# Passwort im Quellcode angeben?



## Manfred (16. Aug 2004)

Hi!

Eine simple Frage: Wenn ich eine Verbindung zu einer Datenbank herstelle, die mit Usernamen und Passwort gesichert ist, ist es dann kein Problem, dass im Prinzip jeder durch einen Decompiler diese Daten auslesen kann??


----------



## thE_29 (16. Aug 2004)

jop, kann er woll machen


----------



## Gast (14. Jul 2005)

Hi Leute,

gibt es die Möglichkeit Passwörter verschlüsselt z.B. in xmlDateien abzuspeichern (wie geht das) ?

bzw. kann man sich auch über JDBC anmelden ohne das Passwort eingeben zu müssen, sondern, dass man den aktuellen WindowsBenutzer nimmt sofern dieser die rechte dazu hat,
was muss man dann als User und als passwort eingeben, irgendwas mit $ oder so ?


Gruß
Schorsch


----------



## L-ectron-X (14. Jul 2005)

thE_29 hat gesagt.:
			
		

> jop, kann er woll machen


Nur mal so 'ne Frage am Rande: Wenn du keine Antwort hast, warum antwortest du dann? :?


----------



## DP (14. Jul 2005)

L-ectron-X hat gesagt.:
			
		

> thE_29 hat gesagt.:
> 
> 
> 
> ...



?! er hat doch geantwortet dass durch das dekompilieren das pw sichtbar wird und so an die daten kommt...

btt: sicher ist garnichts. auch die verschlüsselung nicht. denn die entschlüsselung wird dann auch irgendwo im code stehen.

also entweder das pw manuell eingeben lassen (z.b. mit einem login für die ganze session) oder z.b. die authorisierung vom os nutzen... was natürlich auch nicht 100% sicher ist...


----------



## abollm (15. Jul 2005)

DP hat gesagt.:
			
		

> L-ectron-X hat gesagt.:
> 
> 
> 
> ...



Kleine ergänzende Korrektur: _Ganz_ sicher ist gar nichts.

Passwörter sowohl _niemals_ im Quelltext oder in irgendeiner Form in der Datenbank speichern. Das Speichern der verschlüsselten Kombination von User/Passwort geschieht ohnehin der Datenbank. Die meisten Datenbanken verwenden für die Kombination von Usernamen und Passwort einen Hash, den man im Normalfall nicht knacken kann.

Wenn man zudem den Login über eine gesicherte (verschlüsselte) Verbindung herstellt, ist auch das Risiko des Auspionierens von Passwörtern über das Netzwerk minimiert.

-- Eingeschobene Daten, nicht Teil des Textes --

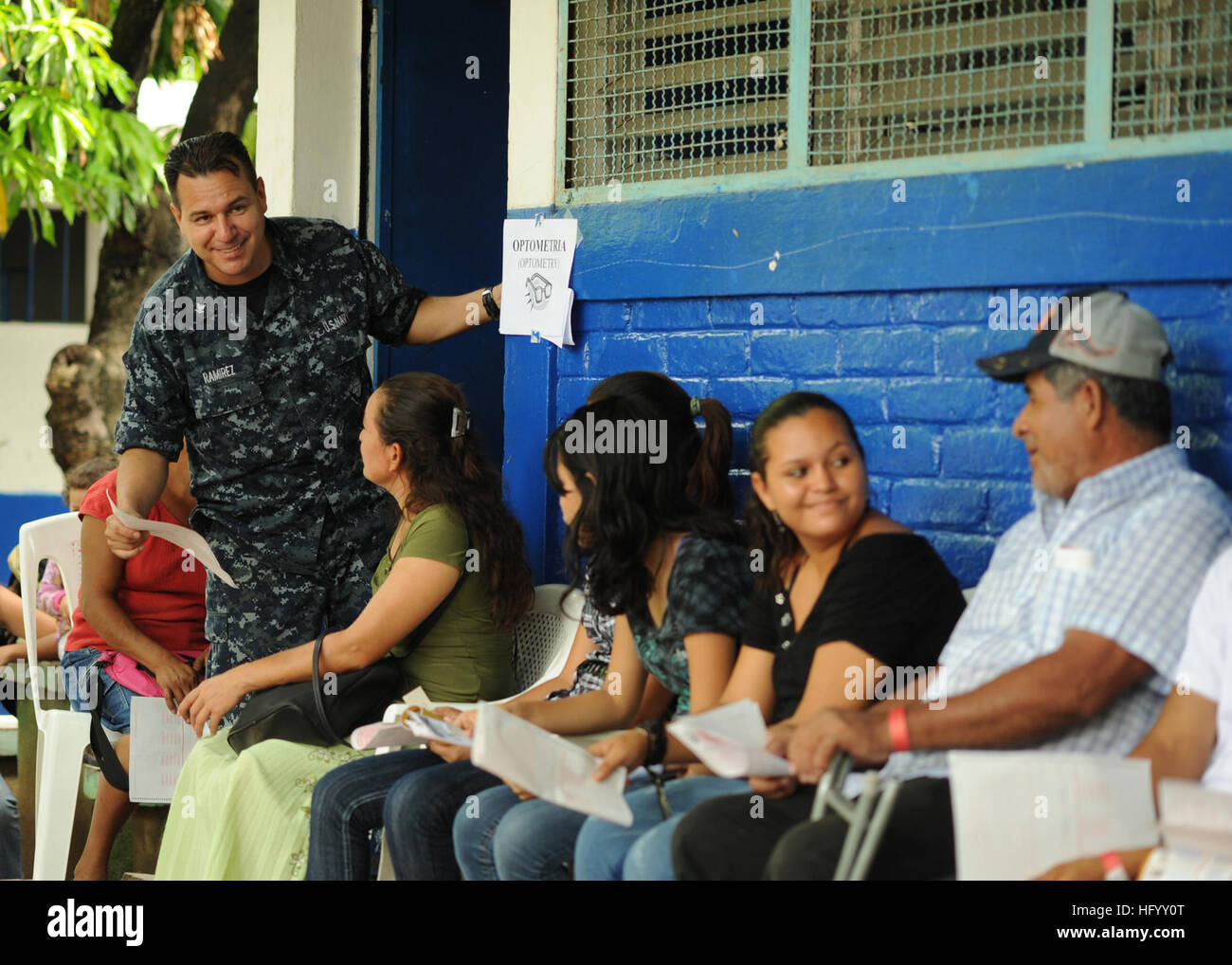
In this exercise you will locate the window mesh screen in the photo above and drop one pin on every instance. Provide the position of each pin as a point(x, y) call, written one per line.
point(944, 77)
point(660, 90)
point(1170, 70)
point(663, 90)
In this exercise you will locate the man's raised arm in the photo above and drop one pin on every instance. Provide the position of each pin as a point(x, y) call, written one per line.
point(443, 316)
point(139, 483)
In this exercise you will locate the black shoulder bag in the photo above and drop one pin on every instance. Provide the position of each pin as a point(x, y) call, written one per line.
point(299, 711)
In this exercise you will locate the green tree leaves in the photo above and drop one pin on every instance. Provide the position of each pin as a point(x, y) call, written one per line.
point(58, 146)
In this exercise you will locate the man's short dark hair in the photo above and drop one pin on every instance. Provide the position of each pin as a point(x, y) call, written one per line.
point(1144, 403)
point(201, 155)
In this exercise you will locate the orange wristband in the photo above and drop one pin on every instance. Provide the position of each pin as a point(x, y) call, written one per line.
point(897, 722)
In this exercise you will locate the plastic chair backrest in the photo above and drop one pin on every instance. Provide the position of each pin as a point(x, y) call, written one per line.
point(542, 637)
point(54, 537)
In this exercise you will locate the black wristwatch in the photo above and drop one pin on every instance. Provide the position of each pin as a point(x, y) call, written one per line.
point(489, 306)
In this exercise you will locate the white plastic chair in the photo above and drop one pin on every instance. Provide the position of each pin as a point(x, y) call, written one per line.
point(541, 647)
point(63, 735)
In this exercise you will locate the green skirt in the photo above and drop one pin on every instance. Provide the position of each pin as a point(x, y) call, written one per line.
point(245, 816)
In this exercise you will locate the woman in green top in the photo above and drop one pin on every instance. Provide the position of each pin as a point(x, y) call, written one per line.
point(245, 816)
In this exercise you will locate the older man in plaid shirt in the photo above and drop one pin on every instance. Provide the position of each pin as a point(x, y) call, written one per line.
point(1075, 630)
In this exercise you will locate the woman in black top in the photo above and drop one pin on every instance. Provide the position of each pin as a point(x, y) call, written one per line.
point(850, 608)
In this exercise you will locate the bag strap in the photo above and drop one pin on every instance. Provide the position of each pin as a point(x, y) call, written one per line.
point(420, 631)
point(109, 762)
point(321, 718)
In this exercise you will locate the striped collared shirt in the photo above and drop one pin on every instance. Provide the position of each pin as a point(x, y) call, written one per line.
point(1122, 558)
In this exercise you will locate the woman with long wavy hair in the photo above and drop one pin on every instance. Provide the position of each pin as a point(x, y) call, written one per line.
point(249, 815)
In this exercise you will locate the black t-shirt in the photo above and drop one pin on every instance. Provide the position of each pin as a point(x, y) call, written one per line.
point(254, 294)
point(890, 594)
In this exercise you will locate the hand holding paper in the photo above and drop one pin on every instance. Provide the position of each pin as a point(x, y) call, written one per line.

Zum Thema Entschlüsselung im Code:

Bei Einsatz einer asymmetrischen Veschlüsselung (zwei Schlüssel bzw. ein Schlüsselpaar) kann man auch hier das Risiko einer Decodierung minimieren.


----------



## thE_29 (15. Jul 2005)

L-ectron-X hat gesagt.:
			
		

> thE_29 hat gesagt.:
> 
> 
> 
> ...




Was meinst du?? Meines war ne Antwort.. deines ne sinnlose Frage :bae:


hihi   :gaen:


----------



## stev.glasow (15. Jul 2005)

Naja, die Frage war ja ob es ein Problem ist dass jeder die Daten lesen kann, zumindest stehts so da. 
Seh in "jop, kann er woll machen" irgendwie keinen Zusammenhang zur Frage, deshalb wohl auch die Reaktion von L-ectron-X. Aber klärt das bitte per PN.
Zurück zum Thema.
[edit]
Was soll das mit dem Passwort verschlüsseln bringen? Der Client braucht das PW ja doch igendwann im Klartext und wie er das PW entschlüsselt steht ja auch im Code, den man ja decompilieren kann.
Ich würde erstmal über den DB Account einen Grossteil ausschließen und wenn das nicht reicht würde ich über einen Applicationserver gehen:
Der Applicationserver hat über JDBC Zugriff auf die Datenbank und liefert dem Client die entsprechenden Daten oder schreibt sie in die Datenbank - der Client bekommt nur Zugriff auf den Applicationserver und dient nur noch als Benutzerschnittstelle - für die Programmlogik sorgt dann der Applicationserver, auf dessen decompilierbaren Code niemand Zugriff hat.


----------



## DP (15. Jul 2005)

stevg hat gesagt.:
			
		

> Naja, die Frage war ja ob es ein Problem ist dass jeder die Daten lesen kann, zumindest stehts so da.
> Seh in "jop, kann er woll machen" irgendwie keinen Zusammenhang zur Frage, deshalb wohl auch die Reaktion von L-ectron-X. Aber klärt das bitte per PN.



hör auf zu singen 



			
				stevg hat gesagt.:
			
		

> Der Applicationserver hat über JDBC Zugriff auf die Datenbank und liefert dem Client die entsprechenden Daten oder schreibt sie in die Datenbank - der Client bekommt nur Zugriff auf den Applicationserver und dient nur noch als Benutzerschnittstelle - für die Programmlogik sorgt dann der Applicationserver, auf dessen decompilierbaren Code niemand Zugriff hat.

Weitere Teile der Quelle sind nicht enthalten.